En tant que telles, elles partagent une ambition du monde dont notre travail se veut également
porteur.
Nous allons faire ici un bilan de la science économique, de ses errances, de ses enjeux. Le traité
économique suit un chemin simple. Il s'agit de comprendre le fonctionnement des économistes, de
cadrer les enjeux et les contradictions de leur raisonnement et, dans un troisième temps, de
construire une science économique moins inefficace en termes humains et inopérante en termes
cybernétiques. Pour reprendre notre image, nous voulons trouver un bon garagiste.
Pour ce faire, le traité ne part pas les mains vides. Il explore, au contraire, tous les modes de pensée
économique alternatifs en faisant la part belle aux économistes, aux philosophes qui pensent le
problème du travail et de la prospérité générale puisque c'est à ce niveau que se situent les enjeux de
l'impuissance individuelle et collective actuelle.
À titre personnel, j'ai mené un entretien avec Bernard Friot (L'Émancipation du travail) autour des
enjeux économiques. C'est à la suite de cet entretien – et armé des réflexions de l'économiste
français – que j'ai voulu prolonger mes réflexions. C'est dit, on ne sort pas indemne d'une rencontre
pareille. J'assume parfaitement l'influence d'un économiste aussi riche, aussi foisonnant.
Néanmoins, mon travail ne s'inscrit pas exclusivement dans sa suite. L'influence est là, la réflexion
critique demeure.
J'ai étudié ici l'inflation, l'économie du désir, la construction de la classe moyenne ou la création
monétaire. La question de la crise et de l'effondrement traverse l'ouvrage.
Il me faut donc tout à la fois marquer l'empreinte qu'a laissée Bernard sur ma pensée et le devenir,
l'autonomie de ma pensée par rapport à lui.

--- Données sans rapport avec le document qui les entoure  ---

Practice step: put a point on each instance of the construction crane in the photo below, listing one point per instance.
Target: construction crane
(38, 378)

Cet ouvrage se veut tout à la fois un résumé des points de vue critiques, une réflexion qui part des
impasses de la science économique, de la crise et l'esquisse d'une science économique qui permette
de dépasser les contradictions et les blocages dans lesquels nous sommes emprisonnés. Des points
de vue remettent en question le cadre de pensée de l'économie, ils permettent une mise en question,
une mise en perspective, d'enjeux économiques cruciaux en terme de prospérité, de santé ou de
construction sociale en interrogeant les soubassements, les présupposés métaphysiques,
idéologiques ou théologaux derrière les options économiques. Ce traité ne veut pas trancher – même
si nous considérons les propositions de Bernard Friot comme une option pour sortir de l'impasse,
même si nous les présentons en tant que telles – il veut cadrer, poser des enjeux. Il s'agit plus de
poser des questions que d'apporter des réponses.

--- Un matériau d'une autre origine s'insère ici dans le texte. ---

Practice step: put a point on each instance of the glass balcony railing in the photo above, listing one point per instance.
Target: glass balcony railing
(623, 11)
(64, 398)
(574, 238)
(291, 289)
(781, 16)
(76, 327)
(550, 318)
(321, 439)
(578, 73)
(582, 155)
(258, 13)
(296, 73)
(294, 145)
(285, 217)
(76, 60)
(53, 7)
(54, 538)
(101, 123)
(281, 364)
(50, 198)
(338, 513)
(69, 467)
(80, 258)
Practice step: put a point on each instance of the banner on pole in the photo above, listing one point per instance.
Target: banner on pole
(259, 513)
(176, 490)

À terme, cependant, comme l'impéritie des élites invalide la foi envers ce qu’elle s'obstinent à
nommer de l'économie, envers le contrôle des populations par le pouvoir, envers la violence sociale
objectivée et naturalisée, il s'agit de construire une nouvelle science économique qui soit susceptible
aussi bien de jauger le devenir de l'économie que de prendre des décisions efficaces pour le
modifier en vue de pouvoir poser des actes individuels et collectifs, en vue de créer une prospérité
générale qui abrite les talents, la créativité, l'inventivité, la patience, la qualification des individus et
des groupes. L'économie telle que nous l'avons brièvement définie, telle que nous avons l'ambition
de la construire, doit aussi bien instruire le dossier de l'état des choses que permettre de poser des
actes libérateurs au quotidien. L'économie, c'est la science des lois du foyer, étymologiquement,
c'est l'ensemble des principes, des pratiques qui pensent la prospérité générale. Nous comprenons
l'ensemble de ces lois comme une logique inhérente aux actes individuels et collectifs. Elles ne
doivent pas se poser comme extérieur mais s'évaluent au contraire en fonction de ce qu'elles
servent : notre commune puissance humaine. Ce n'est en aucun cas un ramassis de lois
approximatives qui entendent augmenter le retour sur investissements de tristes sires avides.